Das klingt erst einmal nicht neu. Vor allem für uns Christen nicht. Doch Fredrickson fegt aus im Tempel der Hohen Liebe und stellt ausgerechnet das romantischen Bild der großen und ewigen Liebe zwischen zwei Menschen zum Sperrmüll an den Straßenrand. Liebe ist für Fredrickson immer noch das Höchste der Gefühle. Aber eben auch nicht mehr. Damit befreit sie das Liebeskonzept von schwülstiger Transzendenz und verortet sie als biochemische Reaktion im konkreten Körper. Liebe ist für Fredrickson ein Moment der Verbundenheit mit dem Gegenüber, eingefasst in Zeit, Raum und Körper. Ich begegne einem Menschen und erlebe mit ihm ein Spiel von sich gegenseitig reflektierenden, positiven Emotionen. Ein Wechselspiel, das unsere Gehirnaktivitäten und Biochemie angleicht und uns in einem Mikromoment aus unserer kleinen Isolation befreit und in den größeren Zustand der „Intersubjektivität“ erhebt. So weit, so gut. Der Punkt, an dem sich viele Rezenten reiben, ist die ortsgebundene Singularität des Gefühls „Liebe“: Es lebt im Moment körperlicher Nähe und schläft, wenn das Gegenüber nicht anwesend ist. Körperlich. Geistig. Emotional.
Liebe lebt für Fredrickson in der konkreten und temporären Leibhaftigkeit und scheint damit unvereinbar mit einem holistischen Liebesansatz, der von der Ewigkeit gespeist wird. „Was für eine Profanisierung“, schreien da die einen. „Eine Entzauberung des Heiligen“, die anderen.
Für mich selbst war Fredricksons Generalangriff auf das poetische Konstrukt „Liebe“ geradezu eine Gnade. Der Liebesgral zersprang.

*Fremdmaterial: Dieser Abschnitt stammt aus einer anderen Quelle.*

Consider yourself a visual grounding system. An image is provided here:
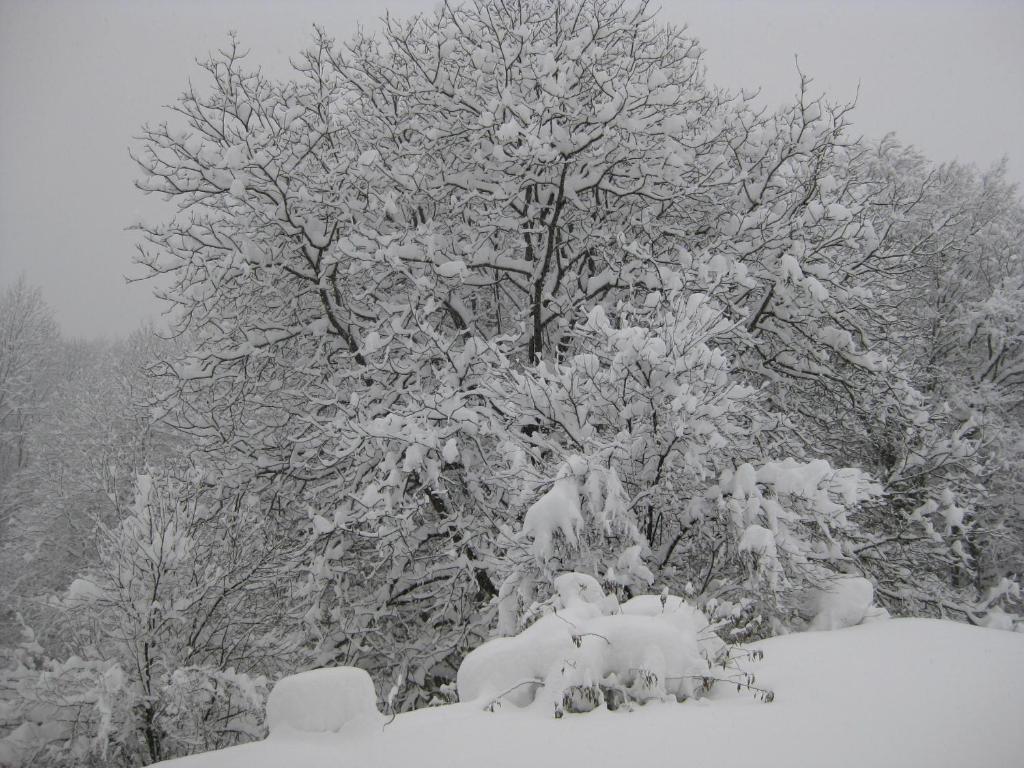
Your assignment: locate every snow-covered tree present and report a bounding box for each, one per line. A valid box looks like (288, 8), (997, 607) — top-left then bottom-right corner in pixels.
(135, 0), (1024, 707)
(0, 475), (297, 766)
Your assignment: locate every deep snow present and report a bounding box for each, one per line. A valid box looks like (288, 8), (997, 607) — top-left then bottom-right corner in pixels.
(155, 618), (1024, 768)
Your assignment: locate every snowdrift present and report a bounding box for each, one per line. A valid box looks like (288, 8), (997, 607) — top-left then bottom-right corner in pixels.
(155, 618), (1024, 768)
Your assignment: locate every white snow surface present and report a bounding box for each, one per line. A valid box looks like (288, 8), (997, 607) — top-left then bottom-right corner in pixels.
(155, 618), (1024, 768)
(266, 667), (382, 738)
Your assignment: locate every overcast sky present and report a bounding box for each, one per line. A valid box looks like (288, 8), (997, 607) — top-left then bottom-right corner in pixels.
(0, 0), (1024, 336)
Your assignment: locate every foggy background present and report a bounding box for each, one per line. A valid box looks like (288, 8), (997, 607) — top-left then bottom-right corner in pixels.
(0, 0), (1024, 337)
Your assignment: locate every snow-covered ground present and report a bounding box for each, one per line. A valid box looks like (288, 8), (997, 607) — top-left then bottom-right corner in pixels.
(163, 618), (1024, 768)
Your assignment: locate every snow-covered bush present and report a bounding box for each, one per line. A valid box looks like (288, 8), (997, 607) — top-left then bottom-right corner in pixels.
(265, 667), (381, 735)
(458, 572), (726, 716)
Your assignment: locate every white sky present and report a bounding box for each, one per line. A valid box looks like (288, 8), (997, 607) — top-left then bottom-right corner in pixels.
(0, 0), (1024, 336)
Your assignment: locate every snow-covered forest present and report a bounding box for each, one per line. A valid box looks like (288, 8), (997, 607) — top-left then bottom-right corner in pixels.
(0, 0), (1024, 768)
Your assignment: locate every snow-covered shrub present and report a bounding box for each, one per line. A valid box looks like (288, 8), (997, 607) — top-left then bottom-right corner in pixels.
(458, 572), (726, 716)
(265, 667), (381, 735)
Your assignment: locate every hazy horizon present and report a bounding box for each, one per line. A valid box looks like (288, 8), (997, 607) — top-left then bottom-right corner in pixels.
(0, 0), (1024, 337)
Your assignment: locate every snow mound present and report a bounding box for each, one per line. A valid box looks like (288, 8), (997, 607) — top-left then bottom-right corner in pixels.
(153, 618), (1024, 768)
(266, 667), (381, 736)
(810, 575), (888, 630)
(457, 573), (724, 711)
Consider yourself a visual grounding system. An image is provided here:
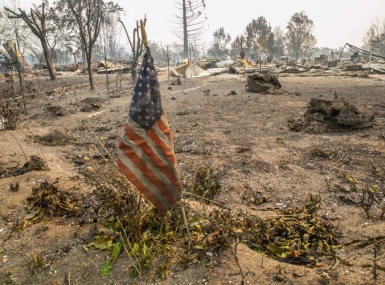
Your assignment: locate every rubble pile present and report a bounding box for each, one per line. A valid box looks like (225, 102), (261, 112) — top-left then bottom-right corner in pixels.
(288, 98), (375, 133)
(246, 73), (282, 93)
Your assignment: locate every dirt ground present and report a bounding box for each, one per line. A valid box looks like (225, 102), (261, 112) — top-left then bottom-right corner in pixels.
(0, 69), (385, 285)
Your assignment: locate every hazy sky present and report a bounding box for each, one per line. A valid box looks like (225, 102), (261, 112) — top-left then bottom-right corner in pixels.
(115, 0), (385, 48)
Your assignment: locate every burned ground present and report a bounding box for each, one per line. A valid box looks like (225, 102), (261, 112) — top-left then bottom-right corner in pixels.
(0, 74), (385, 284)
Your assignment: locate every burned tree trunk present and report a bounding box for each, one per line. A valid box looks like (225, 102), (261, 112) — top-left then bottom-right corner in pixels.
(119, 16), (147, 82)
(4, 1), (56, 80)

Und entblößte im Staub: hohles Nichts. Für eine kurze Zeit wurde mein Blick klar. Ich spürte den Stuhl, auf dem ich saß, und entdeckte die Menschen, die mich umgaben. Sofort war Wärme da. Nähe. Ja, hier beginnt alles. Und es endet hier.
Aber der situative Tod, die Abwesenheit der Anderen nach dem nun empfundenen Jetzt, kann das Gefühl nicht mehr löschen. Das weiß auch Fredrickson. Sie selbst beschwört es im zweiten Teil ihres Buches, wenn Sie uns Leser zur Liebesmeditation auffordert und aus der Vorstellung heraus eine empfundene Nähe zu anderen Menschen aufbauen lässt. Nur sie erzählt es uns nicht direkt. Denn Sie weiß, dass wir uns sonst schon wieder aus Angst vor körperlicher Nähe in das geistliche Refugium flüchten wollen.
Doch hier beginnt alles. Kommt alles zusammen. Hier sind wir zuhause. Werden geboren und sterben.
In den Momenten der Verbundenheit.
Barbara L. Fredrickson, Ph. D.
Die Macht der Liebe. Ein neuer Blick auf das größte der Gefühle.
Im Original: Love 2.0. Creating Happiness and Health in Moments of Connection.